Steve Peers
Many people have a fluid sense of their personal identity.
But this is anathema from the perspective of law enforcement bodies, who seek to
fix individual identity in order to ensure certainty about each person they are
collecting information on.
The CJEU had to reconcile these two conflicting principles in
last week’s judgment in U. This was
one of four separate CJEU judgments that week where the plaintiff was
designated by a letter only (the others were E, Q and X). In my view, it’s long past time for
the Court to borrow a good idea from journalism, and simply give the people in
question assumed names. That’s because it’s harder to understand and recall a
case which is designated by letters only, especially where the same letters are
reused by the Court in other cases in the same field (such as asylum).
In particular, it’s confusing to use an initial only for the
U case, because the whole point of the case is the designation
of names. In fact, under German law Mr. U is also entitled to use ‘Doktor’ as
part of his name. This makes it hard to resist the temptation to call him ‘Doktor
U’. So I won’t resist it at all.
The judgment
Doktor U had the birth name ‘E’, but his official surname is
now U. The German authorities placed in his passport that his name was ‘Dr. U,
GEB E’. The ‘GEB’ stands for the German word ‘geboren’ (meaning ‘born’). In practice,
this led to confusion about what his actual name was. So he challenged the
authorities’ decision in the German courts, which asked the CJEU to interpret
the EU’s passport security Regulation and the EU Charter of Rights.
According to the CJEU, first of all the EU legislation
requires all passports to apply the recommendations of the ICAO on document
security. This is an interesting example of EU law importing international soft
law by reference (on the implications of this for EU external relations, see
this week’s judgment in Germany v Council).
Secondly, the Court ruled that a Member State had
flexibility to designate a person’s birth name as part of his name on a
passport, even though the ICAO rules refer to national law, and the relevant German
law on fixing of names (as distinct from the law on passports) does not include
birth names as part of a person’s name. The rationale here was the interest of
document security, which favoured the use of a fixed element (the name at birth).

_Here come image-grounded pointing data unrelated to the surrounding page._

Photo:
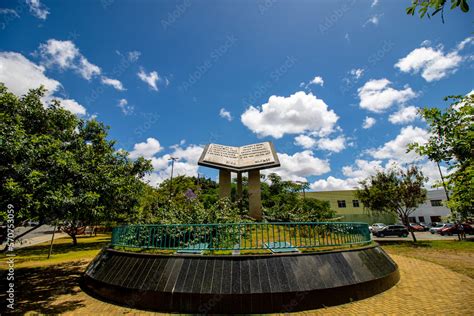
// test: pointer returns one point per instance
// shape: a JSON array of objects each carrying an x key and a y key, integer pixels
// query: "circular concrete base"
[{"x": 239, "y": 284}]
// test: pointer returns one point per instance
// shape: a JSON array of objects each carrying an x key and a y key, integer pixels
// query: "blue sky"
[{"x": 334, "y": 84}]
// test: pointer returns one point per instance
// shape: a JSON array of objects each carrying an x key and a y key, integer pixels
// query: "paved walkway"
[{"x": 425, "y": 288}]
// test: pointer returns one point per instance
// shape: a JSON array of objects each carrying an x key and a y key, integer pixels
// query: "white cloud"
[
  {"x": 146, "y": 149},
  {"x": 375, "y": 19},
  {"x": 318, "y": 80},
  {"x": 150, "y": 78},
  {"x": 9, "y": 11},
  {"x": 335, "y": 145},
  {"x": 404, "y": 115},
  {"x": 377, "y": 95},
  {"x": 332, "y": 183},
  {"x": 20, "y": 75},
  {"x": 365, "y": 168},
  {"x": 190, "y": 154},
  {"x": 65, "y": 55},
  {"x": 113, "y": 82},
  {"x": 133, "y": 55},
  {"x": 86, "y": 69},
  {"x": 361, "y": 170},
  {"x": 38, "y": 9},
  {"x": 186, "y": 164},
  {"x": 368, "y": 122},
  {"x": 433, "y": 63},
  {"x": 396, "y": 148},
  {"x": 72, "y": 105},
  {"x": 126, "y": 109},
  {"x": 225, "y": 114},
  {"x": 465, "y": 42},
  {"x": 305, "y": 141},
  {"x": 295, "y": 114},
  {"x": 357, "y": 73},
  {"x": 300, "y": 165}
]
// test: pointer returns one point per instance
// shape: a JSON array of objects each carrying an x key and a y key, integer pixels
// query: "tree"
[
  {"x": 394, "y": 191},
  {"x": 282, "y": 201},
  {"x": 56, "y": 167},
  {"x": 452, "y": 142},
  {"x": 433, "y": 7}
]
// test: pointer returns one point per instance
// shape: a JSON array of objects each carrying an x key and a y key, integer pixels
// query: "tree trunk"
[
  {"x": 413, "y": 235},
  {"x": 74, "y": 238},
  {"x": 406, "y": 222},
  {"x": 21, "y": 235},
  {"x": 52, "y": 240}
]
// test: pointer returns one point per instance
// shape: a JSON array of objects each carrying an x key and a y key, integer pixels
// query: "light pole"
[
  {"x": 173, "y": 159},
  {"x": 303, "y": 186}
]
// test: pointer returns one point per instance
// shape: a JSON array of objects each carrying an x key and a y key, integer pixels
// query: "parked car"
[
  {"x": 425, "y": 226},
  {"x": 376, "y": 226},
  {"x": 391, "y": 230},
  {"x": 454, "y": 229},
  {"x": 436, "y": 229},
  {"x": 417, "y": 228}
]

Thirdly, the Court ruled that the birth name could not be
included in the optional section of the passport. Finally, interpreting the
Charter, it ruled that the right to a name, which forms part of the right to a
private life set out in Article 7 of the Charter, means that any use of a birth
name on a passport had to be clearly indicated. The abbreviation ‘GEB’ was not
translated, so could not be comprehended by the authorities of other countries
and was liable to lead to practical complications for the passport holder.
Comments
It might be hard for some Germans to admit it, but their
country’s enormous influence in the EU political system has not been
accompanied by any predominance of the German language, either inside or
outside the EU. So the insistence of a peculiar approach to inscribing names on
passports, coupled with an absence of translation, will inevitably lead to
complications for those German citizens whose name has changed since birth.
The CJEU goes some way to addressing that problem in this
judgment, when it requires the German authorities to make it clear to the non-German
speakers who make up most of the rest of the world that Doktor U’s birth name
is just that, and that he now goes by a new name. At least this will reduce the confusion about
his name that the good Doktor experiences in practice.

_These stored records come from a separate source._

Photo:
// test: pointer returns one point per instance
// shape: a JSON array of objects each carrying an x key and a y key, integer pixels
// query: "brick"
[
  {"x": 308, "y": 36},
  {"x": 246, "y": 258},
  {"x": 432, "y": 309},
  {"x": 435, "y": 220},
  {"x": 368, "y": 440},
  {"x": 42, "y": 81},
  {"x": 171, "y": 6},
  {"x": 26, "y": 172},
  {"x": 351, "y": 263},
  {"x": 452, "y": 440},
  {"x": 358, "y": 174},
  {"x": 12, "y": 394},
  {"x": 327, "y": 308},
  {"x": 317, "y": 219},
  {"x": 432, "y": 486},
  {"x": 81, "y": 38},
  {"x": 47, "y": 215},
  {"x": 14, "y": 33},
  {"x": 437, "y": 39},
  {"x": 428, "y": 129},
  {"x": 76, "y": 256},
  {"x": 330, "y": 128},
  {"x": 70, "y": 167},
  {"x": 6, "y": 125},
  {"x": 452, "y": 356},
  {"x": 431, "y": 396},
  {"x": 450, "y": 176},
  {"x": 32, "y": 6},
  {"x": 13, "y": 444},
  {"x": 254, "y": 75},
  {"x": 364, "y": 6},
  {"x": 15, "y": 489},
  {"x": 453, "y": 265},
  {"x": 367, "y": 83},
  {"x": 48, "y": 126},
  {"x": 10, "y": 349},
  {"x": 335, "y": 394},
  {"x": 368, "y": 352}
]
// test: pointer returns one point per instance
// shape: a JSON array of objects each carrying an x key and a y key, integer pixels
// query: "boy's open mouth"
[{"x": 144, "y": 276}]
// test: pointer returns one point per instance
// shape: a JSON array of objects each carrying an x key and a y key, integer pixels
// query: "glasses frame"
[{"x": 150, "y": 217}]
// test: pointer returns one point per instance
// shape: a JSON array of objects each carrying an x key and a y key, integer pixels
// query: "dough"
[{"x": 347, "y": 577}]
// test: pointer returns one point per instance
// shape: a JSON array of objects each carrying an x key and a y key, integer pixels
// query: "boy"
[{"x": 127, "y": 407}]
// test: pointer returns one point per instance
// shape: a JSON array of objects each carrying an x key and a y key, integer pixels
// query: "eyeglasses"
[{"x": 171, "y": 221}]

But the Court could have gone much further. Doktor U didn’t
merely want to reduce confusion about his current name; he wanted to be known
only by his current identity. After all, his fictional namesake has not
disclosed his Gallifreyan birth name in 50 years of screen time (or thousands
of years in narrative time). And unlike that time-travelling Doctor, the real
Doktor U has presumably not regenerated his body many times over, with consequent complications for using his passport.

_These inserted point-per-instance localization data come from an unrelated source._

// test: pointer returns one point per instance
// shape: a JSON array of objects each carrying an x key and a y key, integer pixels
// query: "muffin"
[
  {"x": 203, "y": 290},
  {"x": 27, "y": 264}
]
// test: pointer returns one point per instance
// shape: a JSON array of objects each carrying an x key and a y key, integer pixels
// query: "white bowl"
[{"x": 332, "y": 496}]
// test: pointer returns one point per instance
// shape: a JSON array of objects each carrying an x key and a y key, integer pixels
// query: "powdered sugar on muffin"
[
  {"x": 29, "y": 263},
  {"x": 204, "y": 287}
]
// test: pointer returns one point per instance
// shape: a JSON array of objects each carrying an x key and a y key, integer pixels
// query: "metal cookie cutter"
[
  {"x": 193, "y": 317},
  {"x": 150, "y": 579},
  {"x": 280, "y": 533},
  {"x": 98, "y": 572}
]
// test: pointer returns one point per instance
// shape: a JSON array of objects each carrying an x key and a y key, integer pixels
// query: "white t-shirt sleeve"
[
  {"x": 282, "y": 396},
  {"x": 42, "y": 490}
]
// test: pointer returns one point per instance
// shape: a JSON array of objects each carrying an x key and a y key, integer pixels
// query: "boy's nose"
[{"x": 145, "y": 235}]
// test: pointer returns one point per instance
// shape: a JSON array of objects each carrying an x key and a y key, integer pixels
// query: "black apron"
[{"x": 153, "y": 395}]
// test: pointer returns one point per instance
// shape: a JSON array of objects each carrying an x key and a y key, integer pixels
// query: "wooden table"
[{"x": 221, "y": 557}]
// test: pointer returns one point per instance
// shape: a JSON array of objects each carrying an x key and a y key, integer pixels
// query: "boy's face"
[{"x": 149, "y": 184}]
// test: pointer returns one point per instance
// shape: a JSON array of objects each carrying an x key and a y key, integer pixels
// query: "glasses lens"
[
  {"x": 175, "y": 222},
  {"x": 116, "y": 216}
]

While the Court was right to say that the EU legislation
requires the application of ICAO soft law, it did not acknowledge the great
ambiguity in those rules. Indeed, it is striking that the Advocate-General’s
opinion arrives at precisely the opposite interpretation of them. The objective
of ensuring passport security could still have been achieved by providing a
precise record of Doktor U’s current
identity. And the Court would have surely reached this conclusion if it had
performed in this case – as it always ought to do – an assessment of whether
the interference in Doktor U’s right to his private life was proportionate and necessary.